Importanza dei sistemi di supporto alla terapia nella riconciliazione farmacologica

riconciliazione farmacologicaL’Organizzazione Mondiale della Sanità (OMS) considera la riconciliazione farmacologica una delle migliori strategie per garantire una buona qualità delle cure ai pazienti. In Italia, la riconciliazione è stata inserita tra i criteri e i requisiti di accreditamento che Regioni e strutture sanitarie sono tenute ad assicurare ai propri assistiti. In questa ottica il Ministero della Salute ha emanato la Raccomandazione n.17 per una corretta riconciliazione della terapia farmacologica e, più di recente, delle linee di indirizzo per la riconciliazione della terapia farmacologica sul territorio durante le transizioni di cura.

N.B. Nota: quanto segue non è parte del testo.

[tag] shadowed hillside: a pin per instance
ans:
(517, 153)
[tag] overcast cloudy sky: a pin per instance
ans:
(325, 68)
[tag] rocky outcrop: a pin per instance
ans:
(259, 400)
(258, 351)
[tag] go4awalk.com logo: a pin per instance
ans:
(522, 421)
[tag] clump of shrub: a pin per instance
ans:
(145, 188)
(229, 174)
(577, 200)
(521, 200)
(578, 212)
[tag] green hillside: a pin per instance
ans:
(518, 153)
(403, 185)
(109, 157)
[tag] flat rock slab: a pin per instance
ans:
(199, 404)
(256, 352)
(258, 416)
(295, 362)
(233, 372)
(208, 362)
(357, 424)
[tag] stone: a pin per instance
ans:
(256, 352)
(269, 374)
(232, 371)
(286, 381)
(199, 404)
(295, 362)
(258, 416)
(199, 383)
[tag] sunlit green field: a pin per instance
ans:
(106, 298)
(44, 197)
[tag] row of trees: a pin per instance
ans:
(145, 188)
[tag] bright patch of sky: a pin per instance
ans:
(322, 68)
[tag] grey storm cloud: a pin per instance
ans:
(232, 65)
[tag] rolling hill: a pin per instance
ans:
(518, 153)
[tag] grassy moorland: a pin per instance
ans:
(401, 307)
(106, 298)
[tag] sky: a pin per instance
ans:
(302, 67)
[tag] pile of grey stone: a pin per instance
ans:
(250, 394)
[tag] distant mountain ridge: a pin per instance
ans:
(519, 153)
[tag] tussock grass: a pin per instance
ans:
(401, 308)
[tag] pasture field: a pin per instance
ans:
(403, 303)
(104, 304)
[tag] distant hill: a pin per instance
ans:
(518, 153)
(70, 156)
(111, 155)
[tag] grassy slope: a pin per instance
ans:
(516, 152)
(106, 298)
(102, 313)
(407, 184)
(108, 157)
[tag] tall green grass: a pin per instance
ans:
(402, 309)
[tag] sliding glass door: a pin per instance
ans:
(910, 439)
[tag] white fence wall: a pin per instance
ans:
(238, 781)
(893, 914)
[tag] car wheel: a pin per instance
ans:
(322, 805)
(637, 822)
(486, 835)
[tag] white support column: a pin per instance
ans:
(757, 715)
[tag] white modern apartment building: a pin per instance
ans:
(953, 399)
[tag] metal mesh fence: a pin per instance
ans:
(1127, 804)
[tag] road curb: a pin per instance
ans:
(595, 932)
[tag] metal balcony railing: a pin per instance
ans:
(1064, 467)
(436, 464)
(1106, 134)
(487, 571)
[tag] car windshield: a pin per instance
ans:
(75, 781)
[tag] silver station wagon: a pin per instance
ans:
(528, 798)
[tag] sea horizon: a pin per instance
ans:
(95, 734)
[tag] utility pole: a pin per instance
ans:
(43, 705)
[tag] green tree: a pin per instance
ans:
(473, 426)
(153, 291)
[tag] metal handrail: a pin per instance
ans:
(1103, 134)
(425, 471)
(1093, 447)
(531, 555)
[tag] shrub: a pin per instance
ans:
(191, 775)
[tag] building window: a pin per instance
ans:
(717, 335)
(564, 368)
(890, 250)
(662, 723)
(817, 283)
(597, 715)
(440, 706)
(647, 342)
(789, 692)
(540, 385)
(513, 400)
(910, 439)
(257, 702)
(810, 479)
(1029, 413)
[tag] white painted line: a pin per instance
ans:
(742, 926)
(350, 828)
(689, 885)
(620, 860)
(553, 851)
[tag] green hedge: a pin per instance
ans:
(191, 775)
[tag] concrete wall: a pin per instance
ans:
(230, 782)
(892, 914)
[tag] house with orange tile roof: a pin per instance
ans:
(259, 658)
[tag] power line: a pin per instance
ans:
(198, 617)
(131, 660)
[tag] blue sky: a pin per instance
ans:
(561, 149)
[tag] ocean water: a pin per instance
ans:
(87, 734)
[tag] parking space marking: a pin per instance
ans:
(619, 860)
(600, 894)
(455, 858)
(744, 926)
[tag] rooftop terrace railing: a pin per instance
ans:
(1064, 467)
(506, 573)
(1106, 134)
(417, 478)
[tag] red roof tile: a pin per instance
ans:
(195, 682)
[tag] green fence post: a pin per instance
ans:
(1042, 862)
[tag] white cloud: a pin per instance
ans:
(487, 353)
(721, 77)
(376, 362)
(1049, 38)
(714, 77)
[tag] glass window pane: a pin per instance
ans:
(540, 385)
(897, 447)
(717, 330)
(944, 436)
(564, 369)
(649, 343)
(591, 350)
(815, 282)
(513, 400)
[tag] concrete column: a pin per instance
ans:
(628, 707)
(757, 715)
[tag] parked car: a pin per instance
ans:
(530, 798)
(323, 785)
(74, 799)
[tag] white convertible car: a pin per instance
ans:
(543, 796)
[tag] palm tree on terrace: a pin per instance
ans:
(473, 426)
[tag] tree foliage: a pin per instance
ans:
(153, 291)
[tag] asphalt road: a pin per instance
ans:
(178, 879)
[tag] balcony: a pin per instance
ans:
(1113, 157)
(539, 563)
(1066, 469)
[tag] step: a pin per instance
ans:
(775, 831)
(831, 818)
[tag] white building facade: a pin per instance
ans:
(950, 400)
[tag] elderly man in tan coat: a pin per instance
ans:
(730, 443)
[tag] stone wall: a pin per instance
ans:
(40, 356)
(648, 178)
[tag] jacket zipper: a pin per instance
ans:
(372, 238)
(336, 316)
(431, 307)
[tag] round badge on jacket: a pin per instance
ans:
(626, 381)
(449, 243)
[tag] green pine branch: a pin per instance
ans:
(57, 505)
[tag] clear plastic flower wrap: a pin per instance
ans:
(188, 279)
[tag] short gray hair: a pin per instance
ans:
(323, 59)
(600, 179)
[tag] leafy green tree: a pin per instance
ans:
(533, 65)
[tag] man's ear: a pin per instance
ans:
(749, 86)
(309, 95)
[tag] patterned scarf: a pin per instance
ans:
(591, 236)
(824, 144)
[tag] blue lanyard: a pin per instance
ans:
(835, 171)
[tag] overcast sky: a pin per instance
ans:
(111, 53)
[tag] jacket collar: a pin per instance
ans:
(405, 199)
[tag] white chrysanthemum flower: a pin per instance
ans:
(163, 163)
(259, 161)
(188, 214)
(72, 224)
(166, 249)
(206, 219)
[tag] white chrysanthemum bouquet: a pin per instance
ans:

Il documento si focalizza sull’importanza della riconciliazione farmacologiche all’interno delle RSA/strutture sanitarie protette, per il fatto che i pazienti ospiti di tali strutture presentano un quadro clinico caratterizzato da una fragilità intrinseca legata all’età e da frequenti comorbidità associate a patologie croniche.

I pazienti di queste strutture presentano un elevato rischio di manifestare reazioni avverse a farmaci (Adverse Drug Reaction – ADR), con importanti ricadute in termini di ospedalizzazioni e mortalità. Dati di letteratura mostrano infatti come all’aumentare del numero dei farmaci assunti aumenti il rischio di ADR, con un aumento dell’82% con l’assunzione di 7 farmaci.

In tale contesto, oltre all’insorgenza di ADR, la politerapia rappresenta un fattore di rischio per molteplici aspetti quali ad esempio un’aumentata probabilità che si verifichino interazioni anche gravi tra farmaci o tra farmaci ed alimenti assunti, una maggiore complessità nella gestione dei farmaci, nonché l’esposizione a farmaci potenzialmente inappropriati.